Glenn's game plan to jolt Mondale pays off in debate

Two days before Sunday's Democratic presidential debate in New Hampshire, John Glenn had settled on his strategy. He hoped, as one adviser put it, to find a chance to ''hit a home run'' against the front-runner, Walter Mondale.

If Mr. Glenn didn't get a clear opportunity, the plan called for him to ''create an incident'' that would allow him to make a forceful statement in the final hour of the debate.

As viewers of the three-hour marathon know, that's just what happened. Although some news reports said Glenn ''came uncorked'' as he ripped into Mr. Mondale's campaign promises, the Glenn offensive unfolded very much the way his advisers had described it to this reporter last Friday.

The strategy worked - at least, in part.
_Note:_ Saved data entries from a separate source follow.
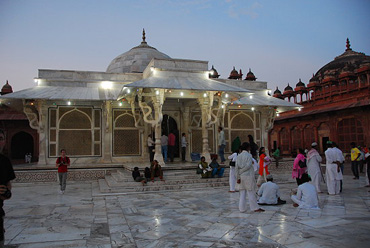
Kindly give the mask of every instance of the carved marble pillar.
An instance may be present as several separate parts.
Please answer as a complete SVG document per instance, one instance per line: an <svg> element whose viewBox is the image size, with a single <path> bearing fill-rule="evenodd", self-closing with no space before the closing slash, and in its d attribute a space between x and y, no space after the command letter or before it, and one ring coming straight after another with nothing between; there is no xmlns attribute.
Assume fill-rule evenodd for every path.
<svg viewBox="0 0 370 248"><path fill-rule="evenodd" d="M153 103L154 112L151 106L146 102L143 102L143 96L146 94L147 97L151 99ZM142 89L139 90L138 103L141 111L143 112L143 120L146 123L149 123L154 127L155 130L155 153L154 159L158 161L159 164L164 165L164 160L162 156L162 147L161 147L161 126L163 120L162 107L164 103L164 89L158 89L147 94L143 93Z"/></svg>
<svg viewBox="0 0 370 248"><path fill-rule="evenodd" d="M211 106L208 98L198 99L200 109L202 111L202 156L206 158L206 161L211 161L211 154L209 153L209 144L208 144L208 123L211 120Z"/></svg>
<svg viewBox="0 0 370 248"><path fill-rule="evenodd" d="M112 106L110 101L103 103L103 121L102 121L102 157L101 163L112 162Z"/></svg>
<svg viewBox="0 0 370 248"><path fill-rule="evenodd" d="M48 109L46 106L45 101L38 101L37 102L37 111L39 114L39 127L38 127L38 133L39 133L39 161L38 164L47 164L47 150L48 150L48 141L47 141L47 130L48 128L45 128L47 125L47 114Z"/></svg>
<svg viewBox="0 0 370 248"><path fill-rule="evenodd" d="M191 150L190 150L190 130L189 130L189 121L190 121L190 107L185 107L183 112L183 125L182 125L182 132L186 134L186 140L188 142L188 145L186 147L186 153L185 153L185 159L186 161L191 161Z"/></svg>
<svg viewBox="0 0 370 248"><path fill-rule="evenodd" d="M276 117L276 111L273 108L264 108L261 112L261 147L264 146L266 154L269 154L268 151L268 137L269 132L274 126L274 119Z"/></svg>
<svg viewBox="0 0 370 248"><path fill-rule="evenodd" d="M155 153L154 153L154 160L157 160L159 164L164 165L165 162L162 156L162 146L161 146L161 135L162 135L162 104L159 101L154 102L154 111L155 111L155 119L158 120L154 124L154 132L155 132Z"/></svg>
<svg viewBox="0 0 370 248"><path fill-rule="evenodd" d="M32 129L37 130L39 135L39 161L38 164L47 164L47 135L45 130L47 116L47 106L45 101L34 102L33 105L28 105L23 100L23 112L26 114L29 125Z"/></svg>

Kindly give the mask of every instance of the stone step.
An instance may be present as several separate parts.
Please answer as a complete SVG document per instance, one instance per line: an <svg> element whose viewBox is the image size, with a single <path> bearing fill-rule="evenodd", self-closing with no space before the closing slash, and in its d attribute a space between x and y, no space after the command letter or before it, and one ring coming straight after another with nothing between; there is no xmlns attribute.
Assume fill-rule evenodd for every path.
<svg viewBox="0 0 370 248"><path fill-rule="evenodd" d="M195 170L185 170L185 171L164 171L163 173L164 178L166 180L172 180L172 179L193 179L194 177L199 178L200 175L196 174ZM141 173L143 176L143 173ZM117 170L116 173L112 173L112 176L116 181L120 182L130 182L133 181L131 172L125 171L125 170ZM225 170L224 177L229 176L229 170Z"/></svg>
<svg viewBox="0 0 370 248"><path fill-rule="evenodd" d="M143 173L142 173L143 174ZM132 172L126 169L117 169L105 179L99 180L101 193L135 193L135 192L158 192L169 190L191 190L198 188L225 187L229 185L229 170L226 169L222 178L201 178L195 169L189 170L165 170L165 181L155 178L154 182L148 181L145 186L135 182Z"/></svg>
<svg viewBox="0 0 370 248"><path fill-rule="evenodd" d="M163 182L160 182L163 183ZM206 182L206 183L195 183L195 184L174 184L167 185L165 183L158 184L156 182L148 182L145 186L141 183L137 183L137 186L130 187L105 187L105 184L101 184L99 180L99 187L101 193L149 193L149 192L159 192L159 191L178 191L178 190L193 190L193 189L206 189L206 188L216 188L216 187L227 187L229 185L228 181L223 182Z"/></svg>
<svg viewBox="0 0 370 248"><path fill-rule="evenodd" d="M200 175L196 177L191 178L183 178L183 177L164 177L165 181L162 182L159 180L159 178L155 178L156 182L161 182L165 185L176 185L176 184L196 184L196 183L213 183L213 182L228 182L228 177L222 177L222 178L201 178ZM117 181L115 178L111 175L105 176L105 181L109 187L124 187L124 186L135 186L138 184L138 182L135 182L132 177L129 180L124 181ZM152 182L151 182L152 183Z"/></svg>

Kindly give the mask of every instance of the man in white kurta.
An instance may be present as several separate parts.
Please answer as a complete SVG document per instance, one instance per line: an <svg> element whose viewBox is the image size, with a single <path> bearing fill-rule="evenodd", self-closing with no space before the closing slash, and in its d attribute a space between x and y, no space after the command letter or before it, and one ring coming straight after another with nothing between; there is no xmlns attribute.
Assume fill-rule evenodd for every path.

Glenn's advisers wanted three things to emerge from the debate, which pitted the eight top Democratic contenders against one another on nationwide TV. They hoped it would:

First, show voters that this is primarily a two-man race between Glenn and Mondale. Second, depict Glenn as a moderate leader whose policies can be supported by a majority of the nation's voters. Third, give Glenn a chance to ''really shine'' as his advisers feel he does when he shows his indignation.

The success of the ''two-man race'' strategy was quickly apparent. Moments after the debate ended, the CBS-TV Sunday evening news focused most of its debate coverage on clips from the Glenn-Mondale clash. The following day, the New York Times showed only photos of Glenn and Mondale on Page 1. The other candidates had to settle for their photos deep inside the paper.

Glenn, however, wasn't the only candidate who could smile afterward. There were pluses for just about everyone.

Walter Mondale clearly had the most to lose. Polls show he has more than twice as much support among Democratic voters in New Hampshire as Glenn. His staff worried before the Sunday clash that even a minor slip might hurt badly. But most observers thought Mondale came out of the debate moderately well. And the same could be said for others.

The Rev. Jesse Jackson, the newcomer to the contest, was the great unknown. But he impressed even his opponents with his understanding of television and how to use it. Mr. Jackson was calm, but firm. Like other Southern black leaders before him, his knowledge of the Bible gave his responses on issues like abortion a deeper dimension than some of the other candidates displayed.

A Monitor analysis of the debate showed that Jackson held his own very well in getting his share of time - and more - in the debate. Jackson spoke for a total of 22 minutes, more than anyone else except Mondale, who led with 26.2 minutes. In a debate where it was often up to the candidate to seize the moderators' attention, Jackson spoke up 28 times, even more than the 26 times by Mondale.

Alan Cranston could also be pleased. His big issue is the nuclear freeze, and the first hour of the debate revolved on the issue. Moderator Ted Koppel even helped out by asking Cranston to define ''nuclear freeze'' for the audience.

Gary Hart also was seen gaining as he hammered at his theme of ''old'' vs. ''new,'' and disparaged

both front-runners as men who stood for the policies of the past rather than looking for fresh ideas.

Reubin

Askew, who is looking for a strong Roman Catholic vote in both Iowa and New Hampshire,

strongly supported the White House decision to send an ambassador to the Vatican.

Ernest Hollings, an effective debater, gave the audience some of the catchy one-liners for which he is well known. ''The danger is not in the warhead, but in the heads of the leaders of the several nations,'' he intoned. Mr. Hollings wants to pick up the party's moderate mantle if Glenn falters.

George McGovern played the role of elder statesman. Some insiders with other campaigns feel he made a good impression when he attempted to direct the attacks of Glenn and others away from Mondale and toward the Republicans.

Interestingly, the amount of time seized by each candidate in the debate was somewhat reflective of their current standings in the race. As already noted, front-runner Mondale spoke for just over 26 minutes.

Jackson was second with 22 minutes, Glenn third with 18.5 minutes. Cranston was fourth with 16.9 minutes, Hart fifth with 15.1 minutes.

There were long periods when some of the other candidates were seldom heard from. Hollings spoke for a total of 15 minutes, McGovern 13.2 minutes, and Askew 12.5 minutes. Mr. Askew's campaign manager worried before the debate that if the contest was not carefully controlled, the front-runners

might get more than their share of time, which is just what

happened.

A few final points:

Although Mondale avoided any gaffes, the debate is expected to lift other, less known candidates in the polls. Mondale's wide lead should shrink.

Candidates had mixed feelings about the free-style debate, especially the second half of the segment hosted by TV personality Phil Donahue. Mr. Donahue started by badgering the candidates for quick, one-word answers, but Glenn, Mondale, Jackson, and Hart complained. After that, the pace slowed a bit.

The polls show that one of Askew's problems is name recognition. This debate was no different. When PBS-TV first displayed his name, it was misspelled ''Ruben'' instead of ''Reubin.'' Later, Donahue called him ''Agnew,'' a reference to the former vice-president, Spiro.